Scrapy is built upon the Twisted networking engine. A limitation of its core component, the reactor, is that it cannot be restarted. This might cause us some troubles if we are trying to devise a mechanism to run Scrapy spiders independently from a Python script (and not from Scrapy shell). Say for example we want to implement a Python function that receives some parameters, performs a search/web scraping in some sites and returns a list of scrapped items. A naive solution such as this will not work, since in each of the function calls we need to have the Twisted reactor restarted, and this is unfortunately not possible.

A workaround for this is to run Scrapy on its own process.
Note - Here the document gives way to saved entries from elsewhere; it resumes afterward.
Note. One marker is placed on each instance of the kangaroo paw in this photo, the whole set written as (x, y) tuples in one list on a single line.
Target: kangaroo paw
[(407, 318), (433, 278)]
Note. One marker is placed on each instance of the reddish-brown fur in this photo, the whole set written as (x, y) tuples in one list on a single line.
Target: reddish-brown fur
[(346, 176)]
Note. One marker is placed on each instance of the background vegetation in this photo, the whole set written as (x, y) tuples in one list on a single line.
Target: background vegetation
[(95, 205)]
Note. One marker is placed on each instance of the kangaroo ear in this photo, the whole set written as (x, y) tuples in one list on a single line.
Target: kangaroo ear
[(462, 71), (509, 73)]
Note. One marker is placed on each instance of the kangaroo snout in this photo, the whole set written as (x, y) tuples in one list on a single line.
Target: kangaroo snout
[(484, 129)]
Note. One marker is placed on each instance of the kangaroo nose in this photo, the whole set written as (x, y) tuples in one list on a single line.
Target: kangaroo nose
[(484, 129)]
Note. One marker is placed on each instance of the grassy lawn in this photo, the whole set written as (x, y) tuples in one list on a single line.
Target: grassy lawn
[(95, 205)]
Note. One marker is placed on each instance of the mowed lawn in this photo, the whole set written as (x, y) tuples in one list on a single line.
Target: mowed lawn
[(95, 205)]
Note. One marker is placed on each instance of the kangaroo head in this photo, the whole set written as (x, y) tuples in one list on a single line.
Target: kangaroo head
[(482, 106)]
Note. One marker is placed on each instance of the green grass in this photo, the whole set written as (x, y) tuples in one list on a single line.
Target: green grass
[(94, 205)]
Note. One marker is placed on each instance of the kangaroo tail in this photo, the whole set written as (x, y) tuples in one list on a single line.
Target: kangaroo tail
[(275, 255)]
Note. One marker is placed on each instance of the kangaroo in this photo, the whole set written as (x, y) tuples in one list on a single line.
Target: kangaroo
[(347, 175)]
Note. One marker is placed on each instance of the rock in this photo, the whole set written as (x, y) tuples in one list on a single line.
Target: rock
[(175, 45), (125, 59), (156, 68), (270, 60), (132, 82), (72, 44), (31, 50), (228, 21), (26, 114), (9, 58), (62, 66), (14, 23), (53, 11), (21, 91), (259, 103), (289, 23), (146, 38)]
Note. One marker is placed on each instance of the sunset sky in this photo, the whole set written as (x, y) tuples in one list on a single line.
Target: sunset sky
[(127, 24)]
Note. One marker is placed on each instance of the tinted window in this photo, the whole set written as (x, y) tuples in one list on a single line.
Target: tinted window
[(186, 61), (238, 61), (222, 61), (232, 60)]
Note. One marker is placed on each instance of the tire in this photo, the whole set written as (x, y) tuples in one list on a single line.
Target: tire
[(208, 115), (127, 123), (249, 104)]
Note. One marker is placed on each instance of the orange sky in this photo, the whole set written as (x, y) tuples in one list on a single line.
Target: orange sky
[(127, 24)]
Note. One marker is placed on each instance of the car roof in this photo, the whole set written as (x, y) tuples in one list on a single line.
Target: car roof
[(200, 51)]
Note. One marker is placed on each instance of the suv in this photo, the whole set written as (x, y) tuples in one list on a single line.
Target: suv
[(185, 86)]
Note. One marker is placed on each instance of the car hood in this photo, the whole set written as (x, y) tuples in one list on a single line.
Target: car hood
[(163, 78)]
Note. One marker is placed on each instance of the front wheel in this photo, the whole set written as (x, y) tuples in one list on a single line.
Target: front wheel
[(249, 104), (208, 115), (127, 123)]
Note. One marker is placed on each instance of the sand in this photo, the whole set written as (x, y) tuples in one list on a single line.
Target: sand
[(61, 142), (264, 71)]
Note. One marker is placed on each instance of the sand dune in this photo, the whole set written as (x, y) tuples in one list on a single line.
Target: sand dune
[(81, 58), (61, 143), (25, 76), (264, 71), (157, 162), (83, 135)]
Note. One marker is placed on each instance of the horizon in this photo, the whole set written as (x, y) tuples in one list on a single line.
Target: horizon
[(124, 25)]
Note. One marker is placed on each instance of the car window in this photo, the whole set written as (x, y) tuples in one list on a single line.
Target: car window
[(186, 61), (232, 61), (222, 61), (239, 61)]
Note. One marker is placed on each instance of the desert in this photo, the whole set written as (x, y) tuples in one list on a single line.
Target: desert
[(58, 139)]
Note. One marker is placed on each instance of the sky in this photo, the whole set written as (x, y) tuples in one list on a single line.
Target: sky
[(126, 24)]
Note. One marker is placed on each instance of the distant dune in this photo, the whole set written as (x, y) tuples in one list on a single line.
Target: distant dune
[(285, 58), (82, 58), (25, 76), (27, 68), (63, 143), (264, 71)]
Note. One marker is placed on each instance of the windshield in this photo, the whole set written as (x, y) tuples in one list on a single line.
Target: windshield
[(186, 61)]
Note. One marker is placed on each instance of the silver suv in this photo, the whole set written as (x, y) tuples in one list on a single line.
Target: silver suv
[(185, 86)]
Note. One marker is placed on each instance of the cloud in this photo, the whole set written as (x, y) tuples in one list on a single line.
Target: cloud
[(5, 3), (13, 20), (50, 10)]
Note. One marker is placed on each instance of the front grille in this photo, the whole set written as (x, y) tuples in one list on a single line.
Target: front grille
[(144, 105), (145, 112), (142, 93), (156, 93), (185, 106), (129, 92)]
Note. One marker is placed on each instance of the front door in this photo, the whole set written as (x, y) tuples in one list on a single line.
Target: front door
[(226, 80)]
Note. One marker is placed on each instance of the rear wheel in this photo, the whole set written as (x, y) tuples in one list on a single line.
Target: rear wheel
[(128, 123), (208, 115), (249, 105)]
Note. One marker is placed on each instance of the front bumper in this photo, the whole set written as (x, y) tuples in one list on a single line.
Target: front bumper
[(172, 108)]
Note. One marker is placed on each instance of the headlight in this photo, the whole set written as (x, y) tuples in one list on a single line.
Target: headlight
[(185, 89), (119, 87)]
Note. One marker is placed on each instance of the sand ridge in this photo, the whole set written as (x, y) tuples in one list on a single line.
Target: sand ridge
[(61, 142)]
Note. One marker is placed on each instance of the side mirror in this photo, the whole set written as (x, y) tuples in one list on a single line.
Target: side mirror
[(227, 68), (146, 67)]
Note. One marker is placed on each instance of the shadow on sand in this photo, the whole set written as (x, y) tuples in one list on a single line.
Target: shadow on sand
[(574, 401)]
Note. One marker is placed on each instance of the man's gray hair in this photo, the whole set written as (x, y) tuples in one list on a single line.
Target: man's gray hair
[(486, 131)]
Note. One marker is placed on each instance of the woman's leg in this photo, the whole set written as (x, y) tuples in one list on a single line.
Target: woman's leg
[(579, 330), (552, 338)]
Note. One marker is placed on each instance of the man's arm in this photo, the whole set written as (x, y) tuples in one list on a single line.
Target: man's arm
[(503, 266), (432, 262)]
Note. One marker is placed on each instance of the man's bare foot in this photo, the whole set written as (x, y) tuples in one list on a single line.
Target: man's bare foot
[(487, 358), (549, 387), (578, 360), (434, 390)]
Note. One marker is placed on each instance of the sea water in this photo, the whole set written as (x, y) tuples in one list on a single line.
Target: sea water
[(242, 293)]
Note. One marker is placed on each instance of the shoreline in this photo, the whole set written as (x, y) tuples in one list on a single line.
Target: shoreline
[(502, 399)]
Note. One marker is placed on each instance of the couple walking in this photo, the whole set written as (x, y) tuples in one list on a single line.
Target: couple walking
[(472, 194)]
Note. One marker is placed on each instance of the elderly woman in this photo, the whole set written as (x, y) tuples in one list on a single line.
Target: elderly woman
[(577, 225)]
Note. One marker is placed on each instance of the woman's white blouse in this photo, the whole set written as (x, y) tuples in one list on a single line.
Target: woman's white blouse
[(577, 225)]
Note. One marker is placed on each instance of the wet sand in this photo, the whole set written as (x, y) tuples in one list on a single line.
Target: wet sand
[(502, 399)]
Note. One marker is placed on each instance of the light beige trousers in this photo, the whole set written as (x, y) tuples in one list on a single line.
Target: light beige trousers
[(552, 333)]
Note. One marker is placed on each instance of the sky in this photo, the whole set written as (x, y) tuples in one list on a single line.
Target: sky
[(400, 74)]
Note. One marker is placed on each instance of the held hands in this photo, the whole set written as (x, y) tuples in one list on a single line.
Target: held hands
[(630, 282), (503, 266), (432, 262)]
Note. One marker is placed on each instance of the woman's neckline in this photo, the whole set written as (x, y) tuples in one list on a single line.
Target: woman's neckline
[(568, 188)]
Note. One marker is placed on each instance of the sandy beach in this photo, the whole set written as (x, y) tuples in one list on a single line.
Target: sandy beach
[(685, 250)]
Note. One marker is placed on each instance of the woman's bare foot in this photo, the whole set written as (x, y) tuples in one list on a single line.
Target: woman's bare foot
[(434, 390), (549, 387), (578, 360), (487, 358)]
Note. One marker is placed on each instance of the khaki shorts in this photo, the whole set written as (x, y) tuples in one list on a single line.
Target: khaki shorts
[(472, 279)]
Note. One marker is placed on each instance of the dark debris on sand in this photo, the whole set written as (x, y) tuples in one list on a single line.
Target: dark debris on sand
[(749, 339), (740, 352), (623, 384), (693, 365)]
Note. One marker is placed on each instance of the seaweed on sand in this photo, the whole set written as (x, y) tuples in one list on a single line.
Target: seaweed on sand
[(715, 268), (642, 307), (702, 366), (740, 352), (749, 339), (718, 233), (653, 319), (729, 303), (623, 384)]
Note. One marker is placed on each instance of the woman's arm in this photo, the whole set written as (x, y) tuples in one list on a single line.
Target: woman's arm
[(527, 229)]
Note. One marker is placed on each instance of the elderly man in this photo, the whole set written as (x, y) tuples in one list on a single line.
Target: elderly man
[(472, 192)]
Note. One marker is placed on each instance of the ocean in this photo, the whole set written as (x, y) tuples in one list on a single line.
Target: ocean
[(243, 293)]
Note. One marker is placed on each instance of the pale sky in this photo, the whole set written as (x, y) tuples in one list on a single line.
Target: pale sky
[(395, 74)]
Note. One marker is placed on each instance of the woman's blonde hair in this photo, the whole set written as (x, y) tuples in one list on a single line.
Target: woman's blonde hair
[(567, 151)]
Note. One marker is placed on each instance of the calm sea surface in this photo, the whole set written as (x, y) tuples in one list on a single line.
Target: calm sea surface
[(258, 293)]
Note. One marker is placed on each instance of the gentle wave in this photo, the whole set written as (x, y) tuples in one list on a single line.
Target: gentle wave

After doing a search, I could get no solution to work on latest Scrapy. However one of those used Multiprocessing and it came pretty close! Here is an updated version for Scrapy 0.13:

from scrapy import project, signals
from scrapy.conf import settings
from scrapy.crawler import CrawlerProcess
from scrapy.xlib.pydispatch import dispatcher
from multiprocessing.queues import Queue
import multiprocessing

class CrawlerWorker(multiprocessing.Process):

    def __init__(self, spider, result_queue):
        multiprocessing.Process.__init__(self)
        self.result_queue = result_queue

        self.crawler = CrawlerProcess(settings)
        if not hasattr(project, 'crawler'):
            self.crawler.install()
        self.crawler.configure()

        self.items = []
        self.spider = spider
        dispatcher.connect(self._item_passed, signals.item_passed)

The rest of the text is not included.